There was irony in Belichick reaching the milestone against the Browns. He got his first win as their coach 24 years ago.
Since he left, Cleveland has mostly been an embarrassment.
Coming off their bye week, the Browns (2-5) were again undisciplined and sloppy, and this highly anticipated season of expectations slid a little deeper into a concerning hole.
It’s a bad look for the Browns. But especially bad for Kitchens, forced into learning on the fly as a first-year coach.
“Everything about the program should reflect on me and I will accept it,” he said Monday. “But I also have a hand in fixing it.”
There’s plenty of work to be done.
The Browns have been beating themselves with penalties — they lead the league with 70 and turnovers since Week 1 — and the most troubling aspect of the mistakes is that Kitchens and his staff have been harping on the self-inflicted wounds since training camp and yet the Browns continue to make them.
They’re listening. They’re not learning.
“It is a commitment that they have to have to each other and accountability to each other because it is very evident that it is costing us football games,” Kitchens said. “When they decide that, it will change. We are going to do the things to speed up that process, which we have been doing. Everybody understands the problems. We are going to work to fix those problems.”
On Sunday, running back Nick Chubb, one of the Browns best offensive players, had the first two fumbles of his career. The first came on a freak play when the ball was accidentally kicked from his grasp by offensive lineman Joel Bitonio and returned by the Patriots for a touchdown. Seconds later, Chubb ripped off a 44-yard run only to be stripped from behind.
Then, Kitchens decided to call a risky shovel pass by quarterback Baker Mayfield that was intercepted.
Three plays. Three turnovers.
There’s a growing sense that Kitchens might be overmatched, that his first head-coaching gig might be more than he’s ready to handle. The Browns’ most embarrassing moment Sunday came in the fourth quarter when Cleveland intentionally committed a penalty on fourth-and-11 in punt formation to avoid using its last timeout.
On fourth-and-16, Mayfield got sacked.
Kitchens was adamant he’s not handing over any duties.
“Not happening,” he said. “I am calling the plays. I am the head coach.”
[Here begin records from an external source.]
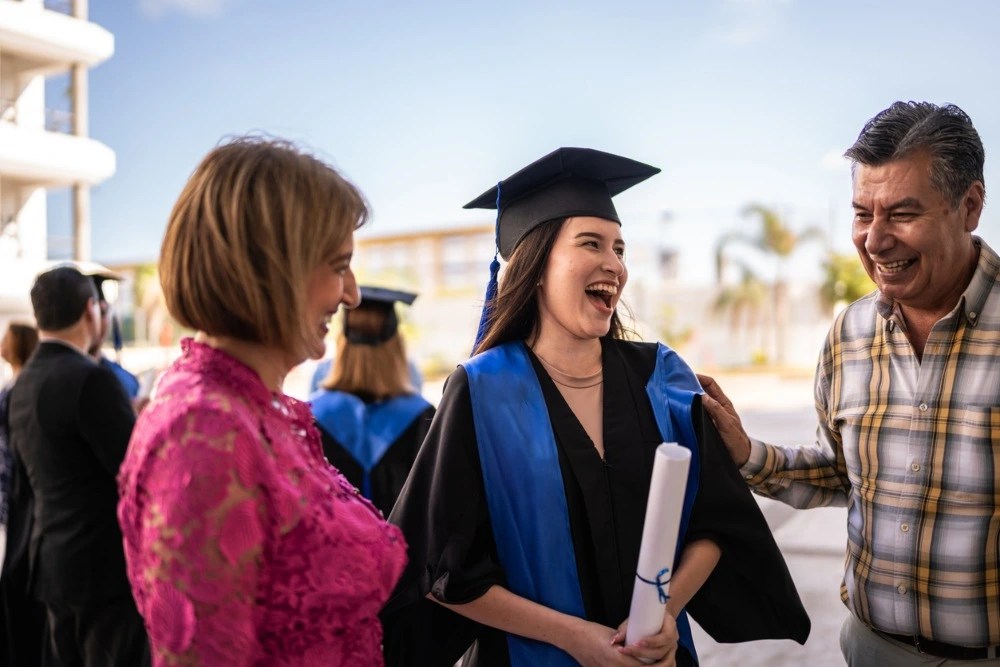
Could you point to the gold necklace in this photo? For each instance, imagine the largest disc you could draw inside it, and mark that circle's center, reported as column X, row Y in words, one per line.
column 578, row 380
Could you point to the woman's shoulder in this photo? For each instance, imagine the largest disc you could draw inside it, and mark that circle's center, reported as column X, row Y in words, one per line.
column 636, row 353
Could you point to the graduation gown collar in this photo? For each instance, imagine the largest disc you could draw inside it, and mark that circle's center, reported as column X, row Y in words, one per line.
column 366, row 430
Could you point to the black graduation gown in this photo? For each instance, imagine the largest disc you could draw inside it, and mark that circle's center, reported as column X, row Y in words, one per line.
column 443, row 513
column 389, row 474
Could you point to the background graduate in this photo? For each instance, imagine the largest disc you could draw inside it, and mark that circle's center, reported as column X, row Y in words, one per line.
column 525, row 506
column 372, row 419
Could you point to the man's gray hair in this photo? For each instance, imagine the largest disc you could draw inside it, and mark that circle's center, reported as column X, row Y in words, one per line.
column 945, row 132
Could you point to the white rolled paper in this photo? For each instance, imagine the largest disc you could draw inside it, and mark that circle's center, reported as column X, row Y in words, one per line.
column 659, row 540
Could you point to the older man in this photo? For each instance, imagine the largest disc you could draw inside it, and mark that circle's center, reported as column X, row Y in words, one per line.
column 908, row 398
column 70, row 422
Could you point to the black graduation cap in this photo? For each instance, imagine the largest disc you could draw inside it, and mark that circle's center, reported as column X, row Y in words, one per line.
column 382, row 298
column 567, row 182
column 564, row 183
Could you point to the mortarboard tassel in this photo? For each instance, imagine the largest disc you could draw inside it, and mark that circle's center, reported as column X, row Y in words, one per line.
column 491, row 287
column 116, row 337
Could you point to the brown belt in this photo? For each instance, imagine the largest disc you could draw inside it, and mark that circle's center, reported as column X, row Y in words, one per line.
column 942, row 650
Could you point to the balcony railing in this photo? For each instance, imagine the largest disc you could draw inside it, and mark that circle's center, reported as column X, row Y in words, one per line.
column 61, row 6
column 56, row 120
column 8, row 111
column 59, row 120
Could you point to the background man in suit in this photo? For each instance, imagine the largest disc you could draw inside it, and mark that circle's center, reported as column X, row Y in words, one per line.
column 70, row 423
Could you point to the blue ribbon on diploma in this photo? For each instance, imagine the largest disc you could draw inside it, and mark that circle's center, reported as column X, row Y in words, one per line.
column 659, row 582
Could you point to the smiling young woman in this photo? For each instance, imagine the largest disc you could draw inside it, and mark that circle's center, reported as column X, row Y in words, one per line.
column 524, row 510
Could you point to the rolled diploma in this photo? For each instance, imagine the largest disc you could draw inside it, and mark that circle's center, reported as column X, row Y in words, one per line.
column 659, row 539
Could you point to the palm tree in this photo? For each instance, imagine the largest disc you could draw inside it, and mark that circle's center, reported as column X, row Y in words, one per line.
column 844, row 280
column 776, row 240
column 744, row 303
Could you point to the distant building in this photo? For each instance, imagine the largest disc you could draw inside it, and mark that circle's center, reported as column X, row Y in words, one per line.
column 449, row 267
column 42, row 147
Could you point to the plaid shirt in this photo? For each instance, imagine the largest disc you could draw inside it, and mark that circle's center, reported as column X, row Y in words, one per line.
column 912, row 448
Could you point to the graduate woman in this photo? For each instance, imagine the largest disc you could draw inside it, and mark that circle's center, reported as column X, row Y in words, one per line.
column 371, row 417
column 525, row 506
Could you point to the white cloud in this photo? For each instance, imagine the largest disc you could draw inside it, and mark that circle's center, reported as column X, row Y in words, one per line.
column 834, row 160
column 744, row 22
column 198, row 8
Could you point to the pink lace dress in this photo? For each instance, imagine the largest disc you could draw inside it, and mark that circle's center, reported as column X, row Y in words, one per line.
column 244, row 546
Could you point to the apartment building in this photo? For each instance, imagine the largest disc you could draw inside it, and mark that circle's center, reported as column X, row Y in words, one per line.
column 42, row 146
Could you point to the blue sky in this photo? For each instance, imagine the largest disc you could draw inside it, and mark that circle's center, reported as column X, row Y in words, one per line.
column 426, row 104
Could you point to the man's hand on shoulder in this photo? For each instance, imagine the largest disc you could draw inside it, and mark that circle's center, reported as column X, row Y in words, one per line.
column 720, row 409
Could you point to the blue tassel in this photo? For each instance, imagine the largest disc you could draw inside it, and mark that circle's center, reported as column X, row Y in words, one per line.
column 116, row 334
column 491, row 287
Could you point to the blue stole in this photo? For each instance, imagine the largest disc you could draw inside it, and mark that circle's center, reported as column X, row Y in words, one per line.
column 366, row 430
column 520, row 464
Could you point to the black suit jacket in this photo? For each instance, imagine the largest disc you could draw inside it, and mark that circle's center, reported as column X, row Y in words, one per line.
column 70, row 422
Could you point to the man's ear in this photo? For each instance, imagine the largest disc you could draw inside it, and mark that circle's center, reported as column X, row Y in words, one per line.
column 972, row 205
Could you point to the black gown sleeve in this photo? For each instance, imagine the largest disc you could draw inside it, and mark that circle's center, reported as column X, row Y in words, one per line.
column 750, row 594
column 444, row 517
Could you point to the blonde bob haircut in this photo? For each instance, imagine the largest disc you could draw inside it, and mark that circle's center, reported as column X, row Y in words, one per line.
column 378, row 372
column 254, row 220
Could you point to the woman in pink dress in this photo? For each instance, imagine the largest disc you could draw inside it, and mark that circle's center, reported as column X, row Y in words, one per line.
column 244, row 546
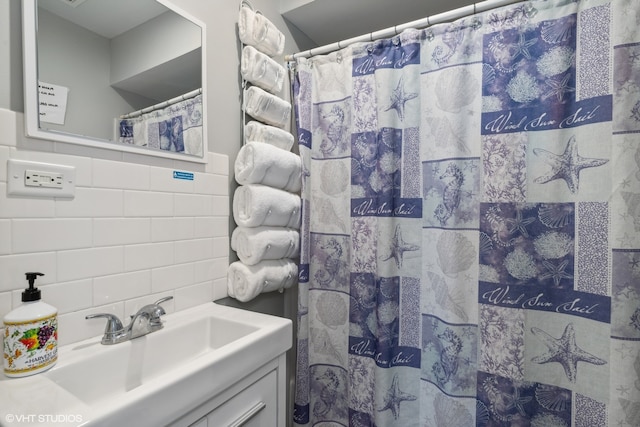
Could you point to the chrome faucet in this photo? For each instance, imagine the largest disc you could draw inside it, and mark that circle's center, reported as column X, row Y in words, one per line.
column 115, row 332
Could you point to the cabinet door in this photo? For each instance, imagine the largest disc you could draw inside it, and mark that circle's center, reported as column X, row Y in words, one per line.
column 255, row 406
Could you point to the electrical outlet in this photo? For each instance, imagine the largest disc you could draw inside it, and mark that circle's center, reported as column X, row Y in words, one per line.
column 25, row 178
column 43, row 179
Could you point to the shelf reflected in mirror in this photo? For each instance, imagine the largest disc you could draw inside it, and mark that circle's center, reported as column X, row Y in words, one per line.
column 115, row 74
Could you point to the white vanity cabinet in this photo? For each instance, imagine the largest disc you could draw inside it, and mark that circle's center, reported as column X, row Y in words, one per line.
column 258, row 400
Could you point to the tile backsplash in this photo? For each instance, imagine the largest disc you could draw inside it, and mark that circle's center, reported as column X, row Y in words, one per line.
column 131, row 235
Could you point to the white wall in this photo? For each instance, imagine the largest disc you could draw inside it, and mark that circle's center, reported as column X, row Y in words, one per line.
column 132, row 233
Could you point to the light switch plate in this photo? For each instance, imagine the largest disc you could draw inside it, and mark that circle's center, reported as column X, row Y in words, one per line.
column 26, row 178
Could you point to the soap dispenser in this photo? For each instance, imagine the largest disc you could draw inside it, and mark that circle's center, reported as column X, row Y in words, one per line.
column 30, row 334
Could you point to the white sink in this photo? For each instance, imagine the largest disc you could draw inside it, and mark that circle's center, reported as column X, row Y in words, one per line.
column 150, row 380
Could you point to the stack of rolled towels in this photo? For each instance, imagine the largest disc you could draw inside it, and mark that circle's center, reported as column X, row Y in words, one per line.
column 266, row 204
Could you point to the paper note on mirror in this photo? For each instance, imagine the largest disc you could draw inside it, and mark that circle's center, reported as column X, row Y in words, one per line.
column 52, row 102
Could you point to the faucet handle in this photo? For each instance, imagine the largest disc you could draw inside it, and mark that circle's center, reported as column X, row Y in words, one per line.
column 159, row 311
column 155, row 310
column 113, row 326
column 165, row 299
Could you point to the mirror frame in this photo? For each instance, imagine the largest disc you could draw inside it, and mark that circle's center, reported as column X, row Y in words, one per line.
column 31, row 93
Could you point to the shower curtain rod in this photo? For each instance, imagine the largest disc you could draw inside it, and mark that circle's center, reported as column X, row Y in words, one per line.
column 162, row 105
column 397, row 29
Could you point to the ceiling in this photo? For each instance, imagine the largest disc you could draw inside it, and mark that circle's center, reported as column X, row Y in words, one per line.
column 107, row 18
column 329, row 21
column 323, row 21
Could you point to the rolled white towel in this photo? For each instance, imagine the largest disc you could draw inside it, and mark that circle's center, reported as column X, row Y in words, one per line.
column 259, row 132
column 256, row 30
column 260, row 70
column 245, row 282
column 266, row 107
column 259, row 163
column 255, row 244
column 255, row 205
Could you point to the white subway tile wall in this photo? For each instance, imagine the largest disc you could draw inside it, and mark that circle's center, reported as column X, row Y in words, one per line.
column 131, row 235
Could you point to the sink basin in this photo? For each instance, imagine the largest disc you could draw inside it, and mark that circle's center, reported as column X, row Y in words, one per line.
column 154, row 378
column 135, row 362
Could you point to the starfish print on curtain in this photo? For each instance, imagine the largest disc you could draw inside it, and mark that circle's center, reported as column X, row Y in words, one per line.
column 399, row 97
column 566, row 166
column 565, row 351
column 394, row 397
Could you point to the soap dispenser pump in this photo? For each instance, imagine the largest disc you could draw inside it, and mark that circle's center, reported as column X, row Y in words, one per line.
column 31, row 334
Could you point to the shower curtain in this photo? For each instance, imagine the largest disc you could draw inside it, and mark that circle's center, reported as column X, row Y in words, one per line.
column 176, row 127
column 471, row 225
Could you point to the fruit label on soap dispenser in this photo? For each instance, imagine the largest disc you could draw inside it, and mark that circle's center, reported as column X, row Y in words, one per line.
column 30, row 346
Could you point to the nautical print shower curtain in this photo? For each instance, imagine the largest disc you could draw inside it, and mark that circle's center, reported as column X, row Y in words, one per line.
column 471, row 237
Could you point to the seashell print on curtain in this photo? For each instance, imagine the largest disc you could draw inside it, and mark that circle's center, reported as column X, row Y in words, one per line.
column 471, row 223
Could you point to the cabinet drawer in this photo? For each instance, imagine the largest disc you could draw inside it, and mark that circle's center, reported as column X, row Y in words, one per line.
column 255, row 406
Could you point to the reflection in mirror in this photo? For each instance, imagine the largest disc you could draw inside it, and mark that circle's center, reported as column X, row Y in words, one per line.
column 117, row 74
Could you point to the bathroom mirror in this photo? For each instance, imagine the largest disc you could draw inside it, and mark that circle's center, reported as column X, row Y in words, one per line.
column 115, row 74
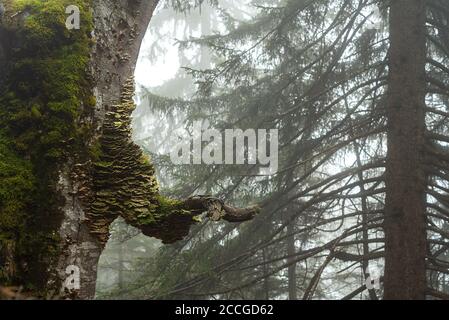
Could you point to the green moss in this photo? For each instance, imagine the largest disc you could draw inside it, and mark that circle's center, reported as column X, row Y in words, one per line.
column 47, row 92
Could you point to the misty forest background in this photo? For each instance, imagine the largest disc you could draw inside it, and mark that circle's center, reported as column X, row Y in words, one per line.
column 317, row 71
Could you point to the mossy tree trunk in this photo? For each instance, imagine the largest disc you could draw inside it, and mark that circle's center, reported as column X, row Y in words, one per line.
column 96, row 173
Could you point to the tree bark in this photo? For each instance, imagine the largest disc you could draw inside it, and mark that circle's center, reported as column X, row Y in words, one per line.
column 405, row 223
column 119, row 28
column 120, row 180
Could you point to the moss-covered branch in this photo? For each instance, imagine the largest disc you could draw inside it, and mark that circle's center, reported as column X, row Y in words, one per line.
column 124, row 185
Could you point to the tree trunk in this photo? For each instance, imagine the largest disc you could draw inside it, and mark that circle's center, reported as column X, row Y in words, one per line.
column 291, row 251
column 119, row 28
column 96, row 173
column 405, row 222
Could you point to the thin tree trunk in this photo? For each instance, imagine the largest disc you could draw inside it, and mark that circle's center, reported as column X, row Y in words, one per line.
column 405, row 223
column 291, row 250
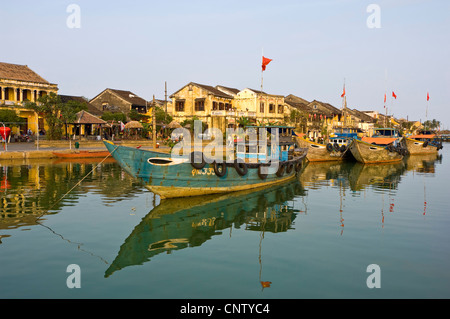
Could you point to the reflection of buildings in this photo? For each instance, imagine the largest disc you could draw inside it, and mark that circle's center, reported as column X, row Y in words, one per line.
column 19, row 84
column 31, row 189
column 188, row 222
column 425, row 163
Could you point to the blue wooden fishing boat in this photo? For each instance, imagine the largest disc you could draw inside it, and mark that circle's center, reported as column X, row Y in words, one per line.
column 256, row 163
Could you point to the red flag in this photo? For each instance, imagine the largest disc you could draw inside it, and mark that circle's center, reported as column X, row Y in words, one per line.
column 265, row 62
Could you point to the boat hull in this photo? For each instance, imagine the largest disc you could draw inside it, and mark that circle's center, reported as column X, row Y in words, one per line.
column 416, row 147
column 369, row 153
column 171, row 177
column 319, row 153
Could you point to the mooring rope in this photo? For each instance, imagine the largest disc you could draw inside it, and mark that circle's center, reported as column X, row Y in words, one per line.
column 50, row 229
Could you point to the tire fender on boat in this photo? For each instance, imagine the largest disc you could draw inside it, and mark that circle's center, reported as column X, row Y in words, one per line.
column 240, row 167
column 194, row 160
column 281, row 169
column 260, row 173
column 289, row 167
column 298, row 166
column 220, row 169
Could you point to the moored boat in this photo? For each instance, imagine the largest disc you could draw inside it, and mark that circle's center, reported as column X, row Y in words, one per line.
column 423, row 143
column 195, row 173
column 336, row 149
column 385, row 146
column 81, row 154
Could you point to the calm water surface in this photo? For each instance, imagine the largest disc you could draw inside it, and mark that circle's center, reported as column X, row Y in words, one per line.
column 311, row 238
Unless the Browns start winning, that might not be the case much longer.
The turnovers shrouded Chubb’s continued excellence. He gained 131 yards on 20 attempts against the league’s top defense. It’s long past time for the Browns to make him their primary weapon and get him more touches.
WHAT NEEDS HELP
The lack of discipline is beyond alarming. No team has been flagged more than the Browns, who not only make penalties but commit them at the worst possible times.
Kitchens benched starting left tackle Greg Robinson last week because he was penalty prone, and there could be more lineup changes for the club’s biggest yellow-flag offenders.
Defensive end Olivier Vernon had his second straight strong game. He recorded his second sack, never came off the field and helped create pressure along with star Myles Garrett. This is the one-two punch off the edge the Browns envisioned when they acquired Vernon.
Kitchens is taking heat from some of the same fans who applauded his hire. The 44-year-old has gone from preaching that his team needs to “play better” to “the buck stops with me.” Kitchens has vowed to do whatever’s necessary to turn things around.
He’s running out of time.
Mayfield and wide receiver Jarvis Landry took hard hits in the fourth quarter, but Kitchens said both “will be fine.”
1 — Total combined touchdown catches through seven games for Odell Beckham Jr. and Landry, two of the NFL’s best receivers, who were supposed to take Cleveland’s offense to new heights.
The schedule gets much more favorable — Cincinnati (0-8) twice, Miami (0-6), Pittsburgh (2-4) — after the Browns visit Denver (2-6) on Sunday. The Broncos will be missing quarterback Joe Flacco because of a herniated neck disk.